ジャンプ力高めるには何を鍛えるべきか

現在では跳躍動作におけるエキセントリック局面での力発揮、もしくは切り返し時の力発揮の重要性が広く知られるようになりました。

今回はカウンタームーブメントジャンプ(反動ありの垂直飛び)とスクワット動作の立つとき(コンセントリック局面)&しゃがむとき(エキセントリック局面)での力発揮との関係性を調べた論文をご紹介します。

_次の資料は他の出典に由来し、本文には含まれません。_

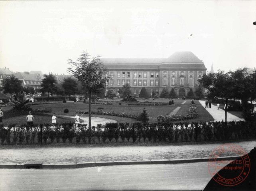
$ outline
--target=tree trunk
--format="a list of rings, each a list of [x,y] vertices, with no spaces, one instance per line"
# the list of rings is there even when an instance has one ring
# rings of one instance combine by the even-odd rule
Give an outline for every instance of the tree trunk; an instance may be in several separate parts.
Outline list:
[[[89,90],[89,138],[88,141],[89,144],[91,144],[91,90]]]

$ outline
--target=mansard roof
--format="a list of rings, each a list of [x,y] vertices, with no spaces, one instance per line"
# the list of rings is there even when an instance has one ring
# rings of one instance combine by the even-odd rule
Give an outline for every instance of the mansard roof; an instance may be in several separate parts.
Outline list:
[[[100,60],[108,70],[207,69],[204,63],[191,52],[176,52],[167,58],[100,58]]]

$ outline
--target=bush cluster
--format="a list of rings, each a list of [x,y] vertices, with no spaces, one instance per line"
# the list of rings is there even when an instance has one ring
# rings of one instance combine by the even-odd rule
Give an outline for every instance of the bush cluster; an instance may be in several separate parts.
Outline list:
[[[79,125],[75,127],[73,123],[56,124],[52,128],[51,125],[34,124],[32,127],[26,125],[12,124],[7,129],[0,126],[0,139],[1,144],[20,144],[25,142],[34,144],[35,140],[41,142],[41,128],[43,129],[43,142],[59,143],[60,140],[65,143],[75,142],[77,144],[82,140],[87,143],[90,133],[87,124]],[[256,138],[255,122],[232,121],[225,125],[224,121],[216,122],[192,122],[190,125],[187,123],[170,123],[168,120],[160,119],[157,123],[136,122],[131,124],[127,123],[108,123],[102,126],[92,127],[91,136],[93,142],[107,140],[111,142],[124,142],[126,139],[134,142],[144,141],[201,141],[224,140],[232,139]]]

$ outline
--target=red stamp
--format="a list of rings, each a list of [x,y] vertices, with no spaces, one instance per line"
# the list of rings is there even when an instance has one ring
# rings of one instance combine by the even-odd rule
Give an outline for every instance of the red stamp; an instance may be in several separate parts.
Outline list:
[[[234,160],[222,159],[227,155],[227,152],[233,154],[228,156],[234,156],[235,152],[240,157]],[[250,167],[247,154],[242,148],[233,144],[225,144],[217,148],[208,162],[209,172],[213,179],[224,186],[234,186],[241,183],[247,177]]]

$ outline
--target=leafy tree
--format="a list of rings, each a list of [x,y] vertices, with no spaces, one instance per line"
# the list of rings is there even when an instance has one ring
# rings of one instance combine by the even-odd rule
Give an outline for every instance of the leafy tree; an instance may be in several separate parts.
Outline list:
[[[53,93],[56,91],[55,84],[57,83],[57,80],[55,76],[52,74],[49,75],[44,74],[44,78],[42,80],[41,91],[43,93],[48,92],[48,97],[50,97],[50,93]]]
[[[120,93],[123,94],[123,97],[124,97],[129,96],[132,94],[132,93],[130,89],[131,86],[130,86],[129,84],[126,83],[123,86],[122,89],[120,90]]]
[[[203,97],[203,89],[201,86],[196,86],[195,90],[195,94],[196,95],[199,99]]]
[[[144,98],[148,98],[149,97],[146,88],[145,88],[144,87],[141,89],[141,91],[139,94],[139,96],[140,96],[140,97],[143,97]]]
[[[161,98],[166,98],[168,95],[168,90],[165,88],[163,89],[163,91],[161,93],[160,97]]]
[[[175,91],[174,91],[174,88],[171,88],[171,92],[170,92],[170,94],[169,94],[169,96],[171,97],[174,97],[177,96],[176,95],[176,93],[175,93]]]
[[[77,59],[77,62],[69,60],[71,66],[67,69],[88,91],[89,96],[89,143],[91,143],[91,98],[92,92],[98,93],[105,88],[106,82],[109,79],[107,76],[106,69],[103,68],[98,56],[89,58],[89,55],[83,51]]]
[[[65,94],[68,95],[70,98],[70,96],[73,95],[77,91],[77,87],[78,83],[77,81],[71,77],[64,78],[62,83],[62,88],[64,90]]]
[[[18,95],[23,89],[22,83],[22,81],[16,78],[14,74],[7,76],[2,81],[4,93]]]
[[[193,97],[194,96],[194,92],[191,88],[189,89],[189,92],[187,93],[187,96],[190,97]]]

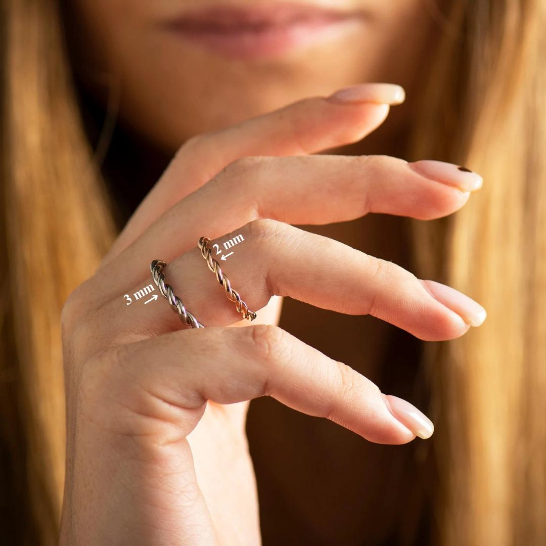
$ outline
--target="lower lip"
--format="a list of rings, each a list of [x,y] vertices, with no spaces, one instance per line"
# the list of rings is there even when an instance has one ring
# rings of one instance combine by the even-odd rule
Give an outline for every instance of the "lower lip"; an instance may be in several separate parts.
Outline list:
[[[322,17],[261,28],[236,27],[229,30],[174,24],[181,38],[234,58],[274,58],[342,35],[354,17]]]

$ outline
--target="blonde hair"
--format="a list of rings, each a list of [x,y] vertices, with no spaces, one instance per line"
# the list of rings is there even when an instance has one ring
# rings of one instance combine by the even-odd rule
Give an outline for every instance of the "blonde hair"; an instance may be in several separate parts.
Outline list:
[[[115,232],[80,119],[58,4],[7,0],[0,29],[0,250],[7,258],[0,432],[15,472],[8,494],[22,507],[12,530],[23,543],[44,545],[57,543],[64,472],[59,316]],[[539,0],[450,4],[448,16],[434,12],[445,32],[411,153],[466,165],[485,181],[455,214],[412,221],[415,272],[468,294],[488,317],[461,338],[425,344],[437,542],[542,544],[545,8]]]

RELATIONSHIPS BETWEEN CONCENTRIC AND ECCENTRIC STRENGTH AND COUNTERMOVEMENT JUMP PERFORMANCE IN RESISTANCE TRAINED MEN

Bridgeman LA, McGuigan MR, Gill ND, Dulson DK. J Strength Cond Res. 2018;32:255–60.

研究目的

等速性でのスクワット動作におけるコンセントリックおよびエキセントリック局面でのピーク力発揮とCMJ(カウンタームーブメントジャンプ)との相関関係を調査※絶対値だけでなく体重あたりの相対値も用いられた

被験者

2年以上のトレーニング経験のある12名の男子アスリート

※少なくとも自体重1.5倍以上のスクワットが出来るレベル

測定方法

力発揮…Exerbotics squatという等速性筋活動のマシンを用いてスクワットを最大努力で行い、コンセントリック・エキセントリック両局面での発揮された力を測定した。

CMJ…フォースプレート上で最大努力でのCMJを行いピークパワー、ピーク床反力、跳躍高を測定した。

結果

コンセントリック局面と比べ、エキセントリック局面でのピーク力発揮(絶対値・相対値ともに)はCMJの跳躍高と強い正の相関関係にあった。

筆者らの主張

エキセントリック局面での力発揮はCMJパフォーマンスと強い正の相関関係にあるため、トレーニングプログラムにより下肢のエキセントリック局面を強化することでジャンプパフォーマンスを強化できるかもしれない。


この他にも、コンセントリック局面とエキセントリック局面での力発揮は強い正の相関関係にあったため、コンセントリック局面を強化すること自体もエクセントリック局面の強化につながりジャンプ高に影響を与えるのではないかと筆者らは主張しています。

このようにジャンプ動作においてエキセントリック局面を鍛えるという事はポジティブな結果をもたらす可能性があります。このためだけという訳ではないですが、エキセントリックオーバーロードといったコンセントリック局面より高負荷を用いてエキセントリック局面をトレーニングするS&Cコーチはいます。私も筋力の高い選手には行ってもらっています。

ジャンプ力向上のためにトレーニングを行っている人は、一度エキセントリック局面にも着目してみてはいかがでしょうか?